On March 5, RBI imposed a moratorium on YES Bank and superseded its board, capping all withdrawals by depositors at Rs 50,000.
NEW DELHI – Reserve Bank of India (RBI) governor Shaktikanta Das on Monday assured all depositors of YES Bank Ltd that their money is safe and there is no reason to withdraw cash in panic. YES Bank has enough liquidity and RBI is ready to provide liquidity support to the bank if required, Das said.
“I want to tell depositors that their money is completely safe. No reason for panic withdrawal or undue worry,” he said.
The assurance comes ahead of the lifting of a moratorium on YES Bank at 6pm on Wednesday. On March 5, RBI imposed a moratorium on YES Bank and superseded its board, capping all withdrawals by depositors at Rs 50,000.
Das said that this is the first instance of a public-private partnership to revive a crisis-hit bank. Unlike previous instances, RBI chose not to merge a stressed bank with a strong bank. Instead, it prepared a rescue plan under which an eight-member consortium, led by State Bank of India (SBI), invested Rs 10,000 crore into the bank. Das affirmed that the YES Bank reconstruction scheme is a “very credible and sustainable” restructuring plan.

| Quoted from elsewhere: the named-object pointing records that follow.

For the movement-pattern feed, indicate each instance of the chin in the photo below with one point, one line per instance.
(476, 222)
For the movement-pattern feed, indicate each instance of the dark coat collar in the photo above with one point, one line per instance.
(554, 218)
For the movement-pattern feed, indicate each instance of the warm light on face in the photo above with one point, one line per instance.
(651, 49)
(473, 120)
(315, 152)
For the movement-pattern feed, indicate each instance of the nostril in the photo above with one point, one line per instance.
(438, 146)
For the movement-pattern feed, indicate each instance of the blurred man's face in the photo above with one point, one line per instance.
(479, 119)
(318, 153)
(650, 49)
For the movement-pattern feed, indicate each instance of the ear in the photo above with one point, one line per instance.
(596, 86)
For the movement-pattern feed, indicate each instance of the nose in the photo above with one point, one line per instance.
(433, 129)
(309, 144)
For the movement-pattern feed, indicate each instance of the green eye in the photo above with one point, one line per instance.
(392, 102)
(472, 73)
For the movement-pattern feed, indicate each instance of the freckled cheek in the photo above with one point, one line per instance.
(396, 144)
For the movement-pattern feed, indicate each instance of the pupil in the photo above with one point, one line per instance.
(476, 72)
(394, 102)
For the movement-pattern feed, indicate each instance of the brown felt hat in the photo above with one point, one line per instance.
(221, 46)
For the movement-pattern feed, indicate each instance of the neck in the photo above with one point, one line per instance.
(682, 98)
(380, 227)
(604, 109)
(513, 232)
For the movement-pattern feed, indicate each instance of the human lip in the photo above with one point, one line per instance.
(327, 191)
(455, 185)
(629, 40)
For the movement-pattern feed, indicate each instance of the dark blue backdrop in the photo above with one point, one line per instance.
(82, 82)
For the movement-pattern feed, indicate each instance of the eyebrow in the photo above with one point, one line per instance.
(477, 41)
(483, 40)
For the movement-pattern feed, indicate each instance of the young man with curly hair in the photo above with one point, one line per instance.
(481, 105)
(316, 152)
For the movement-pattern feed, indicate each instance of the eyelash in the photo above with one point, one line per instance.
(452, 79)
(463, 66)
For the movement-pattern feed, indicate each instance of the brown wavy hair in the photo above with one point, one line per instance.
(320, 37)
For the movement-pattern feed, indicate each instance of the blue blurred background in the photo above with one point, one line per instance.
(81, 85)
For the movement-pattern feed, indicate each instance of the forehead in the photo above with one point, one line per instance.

Das hoped that depositors would retain their loyalty to the bank. “Large number of depositors remained loyal to the bank. I do expect them to continue their loyalty because a large part of the banking sector has invested in the bank. Our interactions with SBI and others gives us confidence that it is a sound and solid plan.”
Defending the plan, Das added that the bank will remain a private sector lender.
“RBI’s action has been very swift and was taken very fast. It is perhaps a record of sorts,” he said. “Never in the banking history of India, depositors of a scheduled commercial bank have lost money,” he added.
Das also noted that RBI has written to state governments assuring them of the safety of private sector banks and there is no need to withdraw deposits from these banks.
As part of YES Bank’s draft reconstruction scheme, SBI picked up nearly 49% stake in the troubled private sector lender. Under this plan, large private sector institutions including Housing Development Finance Corp. Ltd, ICICI Bank Ltd, Kotak Mahindra Bank Ltd, Axis Bank Ltd, IDFC First Bank, Bandhan Bank and Federal Bank infused equity into the bank, along with SBI.